Usually the printout is 10K+ lines.
The diff:

--- /dev/fd/63	2023-10-09 09:13:21.545162034 -0400
+++ /dev/fd/62	2023-10-09 09:13:21.545162034 -0400
@@ -1,9 +1,9 @@
-test/lib/mutation_assertions.hh(134): fatal error: in "test_concurrent_reads_and_eviction": Mutations differ, expected 
+ ...but got: 
 {table: 'ks.cf', key: {'pk': ef4b9e22, token: -8892763474812993290}, mutation_partition: {
   tombstone: {tombstone: timestamp=3330002, deletion_time=777000602},
   range_tombstones: {
-    {range_tombstone: start={position: clustered, ckp{00040e8c563e0004e1f8219b}, 1}, end={position: clustered, ckp{00040e8c563e0004f32c13c1}, -1}, {tombstone: timestamp=3330002, deletion_time=777000918}},
-    {range_tombstone: start={position: clustered, ckp{00040e8c563e0004f32c13c1}, -1}, end={position: clustered, ckp{000416eb7874}, -1}, {tombstone: timestamp=3330002, deletion_time=777001113}},
+    {range_tombstone: start={position: clustered, ckp{00040e8c563e0004e1f8219b}, 1}, end={position: clustered, ckp{00040e8c563e}, 1}, {tombstone: timestamp=3330002, deletion_time=777000918}},
+    {range_tombstone: start={position: clustered, ckp{00040e8c563e}, 1}, end={position: clustered, ckp{000416eb7874}, -1}, {tombstone: timestamp=3330002, deletion_time=777001113}},
     {range_tombstone: start={position: clustered, ckp{000416eb7874}, -1}, end={position: clustered, ckp{000416eb7874}, 1}, {tombstone: timestamp=3330002, deletion_time=777001120}},
     {range_tombstone: start={position: clustered, ckp{000416eb7874}, 1}, end={position: clustered, ckp{00047750d3ef}, 1}, {tombstone: timestamp=3330002, deletion_time=777001128}},
     {range_tombstone: start={position: clustered, ckp{00047750d3ef}, 1}, end={position: clustered, ckp{000486dd59e5000416eb7874}, -1}, {tombstone: timestamp=3330002, deletion_time=777001121}},

@michoecho
Copy link
Contributor

michoecho commented Oct 9, 2023

Some observations I've made, they should help:

  • Commenting out the possibility of reverse reads from the test eliminates the failures. Thus it seems that reverse reads are essential.
  • The bug seems to be about range tombstones. You can set the clustering row number in random_mutation_generator to 0 and it will still happen.
  • You can change random_mutation_generator::impl::gen_timestamp() to generate monotonically growing timestamps, and the bug will still happen. This makes it easier to see that some range tombstones are wrongly applied. (By default, with debuggable, the timestamp of all tombstones will almost always be 3330002, which makes some things harder to see).

@michoecho
Copy link
Contributor

Wow, I was super lucky and got a reallly small mutation reproducer:

You weren't super lucky, it happens quite often. There is a fairly high chance that the range tombstones will remove all rows and only range tombstones will remain in the compacted output.

@denesb
Copy link
Contributor

denesb commented Oct 9, 2023

Thanks for the tips. From what I see, the problem is that the first range tombstone is extended. It should only go as far as 00040e8c563e0004f32c13c1 but it is extended to cover the entire 00040e8c563e prefix.

@avikivity
Copy link
Member

@denesb
Copy link
Contributor

denesb commented Oct 10, 2023

After a lot of staring at different results and annotating the generated mutations with metadata, it seems that the bug is that the read will sometimes mix in range tombstones from a later version. Don't know yet how/why this happens.

@denesb
Copy link
Contributor

denesb commented Oct 11, 2023

I expted this to be though but I got more than what I bargained for.
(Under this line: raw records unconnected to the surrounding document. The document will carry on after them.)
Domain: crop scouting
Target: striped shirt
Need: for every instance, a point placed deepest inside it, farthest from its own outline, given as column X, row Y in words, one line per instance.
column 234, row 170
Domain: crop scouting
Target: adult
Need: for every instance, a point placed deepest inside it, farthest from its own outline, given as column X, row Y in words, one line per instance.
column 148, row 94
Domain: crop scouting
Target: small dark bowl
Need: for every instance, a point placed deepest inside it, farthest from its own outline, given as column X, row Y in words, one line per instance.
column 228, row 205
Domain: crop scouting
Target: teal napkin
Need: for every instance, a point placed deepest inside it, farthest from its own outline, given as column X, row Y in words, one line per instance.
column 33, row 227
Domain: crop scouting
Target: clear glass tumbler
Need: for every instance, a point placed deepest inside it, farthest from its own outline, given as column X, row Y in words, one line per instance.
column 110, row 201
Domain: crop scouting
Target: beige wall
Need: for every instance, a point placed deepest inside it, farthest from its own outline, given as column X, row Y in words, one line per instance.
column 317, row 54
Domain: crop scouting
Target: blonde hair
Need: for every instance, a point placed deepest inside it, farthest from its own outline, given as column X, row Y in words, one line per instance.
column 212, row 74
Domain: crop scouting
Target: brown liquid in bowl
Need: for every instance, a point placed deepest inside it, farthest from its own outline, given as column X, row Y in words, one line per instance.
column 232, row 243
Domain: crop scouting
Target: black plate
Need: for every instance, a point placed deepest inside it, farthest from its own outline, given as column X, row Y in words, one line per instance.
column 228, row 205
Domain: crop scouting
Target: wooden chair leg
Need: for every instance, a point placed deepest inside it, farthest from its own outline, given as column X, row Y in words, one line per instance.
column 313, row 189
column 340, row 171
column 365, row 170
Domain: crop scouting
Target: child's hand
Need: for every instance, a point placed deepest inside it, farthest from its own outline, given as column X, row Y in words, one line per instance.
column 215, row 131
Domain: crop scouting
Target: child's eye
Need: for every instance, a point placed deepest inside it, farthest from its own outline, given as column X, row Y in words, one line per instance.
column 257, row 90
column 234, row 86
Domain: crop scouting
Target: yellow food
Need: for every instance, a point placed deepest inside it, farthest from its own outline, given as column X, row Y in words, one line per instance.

I managed to narrow down the problem to prefix keys. I think we are bitten by broken prefix keys compare, in reverse mode.

@denesb
Copy link
Contributor

denesb commented Oct 13, 2023

After yet more investigation, both of my above comments are wrong. The bug is not limited to prefix keys and the "wrong" keys do not come from later versions, they "bleed through" from earlier versions. I have manually verified the merging rules in the test and the expected mutation is correct. Which means that we have a bug in cache, where it merges range-tombstones from two versions wrong, sometimes a range tombstone, which is overridden by a later version, is still included.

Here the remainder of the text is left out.